Deep-unfolding neural networks (NNs) have received great attention since they achieve satisfactory performance with relatively low complexity. Typically, these deep-unfolding NNs are restricted to a fixed-depth for all inputs. However, the optimal number of layers required for convergence changes with different inputs. In this paper, we first develop a framework of deep deterministic policy gradient (DDPG)-driven deep-unfolding with adaptive depth for different inputs, where the trainable parameters of deep-unfolding NN are learned by DDPG, rather than updated by the stochastic gradient descent algorithm directly. Specifically, the optimization variables, trainable parameters, and architecture of deep-unfolding NN are designed as the state, action, and state transition of DDPG, respectively. Then, this framework is employed to deal with the channel estimation problem in massive multiple-input multiple-output systems. Specifically, first of all we formulate the channel estimation problem with an off-grid basis and develop a sparse Bayesian learning (SBL)-based algorithm to solve it. Secondly, the SBL-based algorithm is unfolded into a layer-wise structure with a set of introduced trainable parameters. Thirdly, the proposed DDPG-driven deep-unfolding framework is employed to solve this channel estimation problem based on the unfolded structure of the SBL-based algorithm. To realize adaptive depth, we design the halting score to indicate when to stop, which is a function of the channel reconstruction error. Furthermore, the proposed framework is extended to realize the adaptive depth of the general deep neural networks (DNNs). Simulation results show that the proposed algorithm outperforms the conventional optimization algorithms and DNNs with fixed depth with much reduced number of layers.

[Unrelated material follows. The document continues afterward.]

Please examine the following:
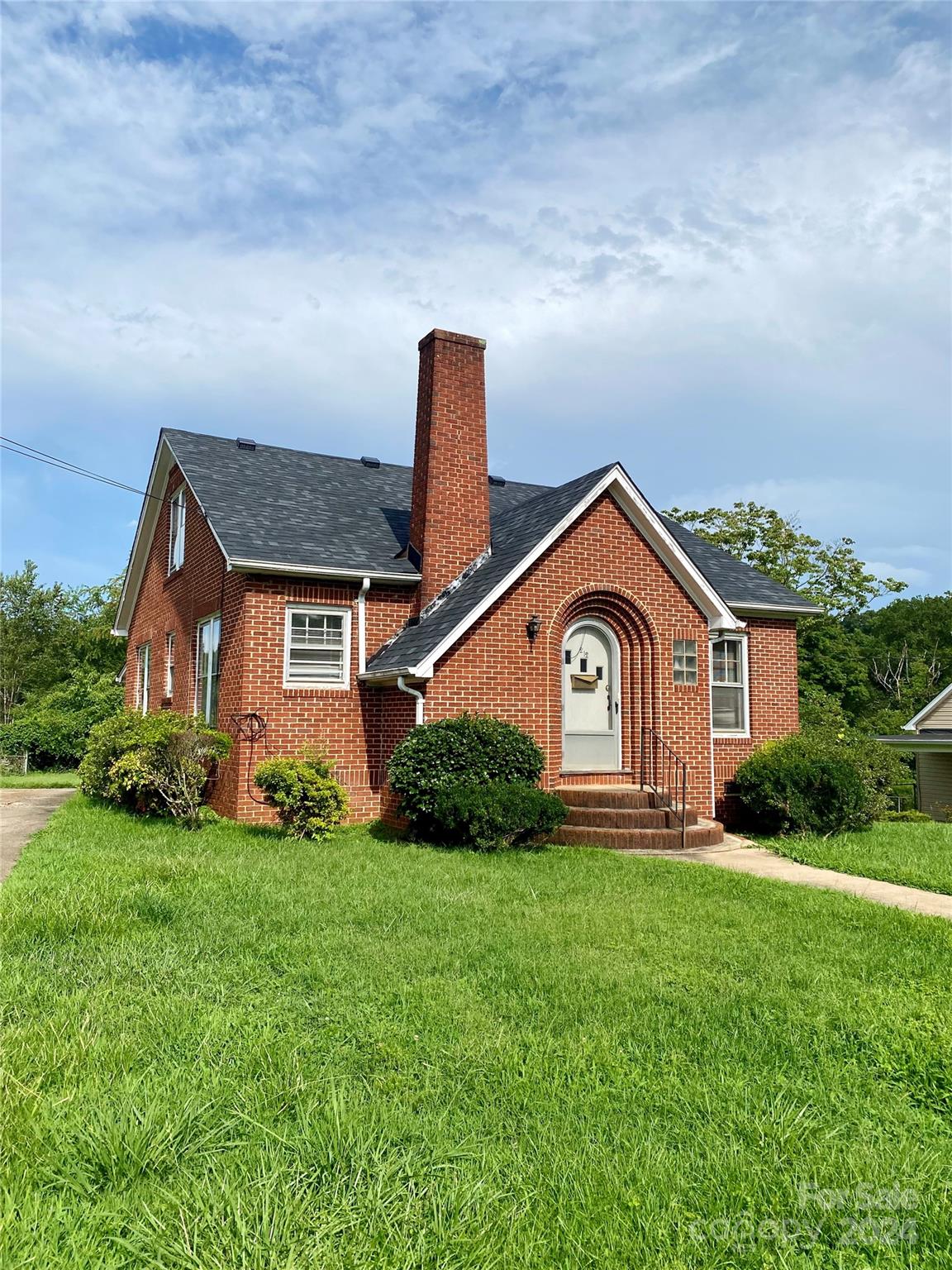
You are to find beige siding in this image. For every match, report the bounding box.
[916,697,952,732]
[915,754,952,820]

翻译：摘要：深度展开神经网络因其在较低复杂度下实现满意性能而受到广泛关注。通常，这些深度展开网络对所有输入采用固定深度。然而，收敛所需的最优层数随输入变化而不同。本文首先针对不同输入，提出一种基于深度确定性策略梯度（DDPG）驱动的自适应深度深度展开框架，其中深度展开网络的可训练参数由DDPG学习，而非直接通过随机梯度下降算法更新。具体而言，深度展开网络的优化变量、可训练参数及架构分别被设计为DDPG的状态、动作及状态转移。随后，该框架被应用于大规模多输入多输出系统中的信道估计问题。首先，我们基于离网基构建信道估计问题，并开发了基于稀疏贝叶斯学习（SBL）的求解算法。其次，将SBL算法展开为层状结构，并引入一组可训练参数。第三，利用所提出的DDPG驱动的深度展开框架，基于SBL算法的展开结构解决该信道估计问题。为实现自适应深度，我们设计了基于信道重构误差的暂停分数以指示何时停止。此外，所提框架被扩展至通用深度神经网络（DNN）的自适应深度实现。仿真结果表明，所提算法以显著减少的层数超越了传统优化算法和固定深度DNN。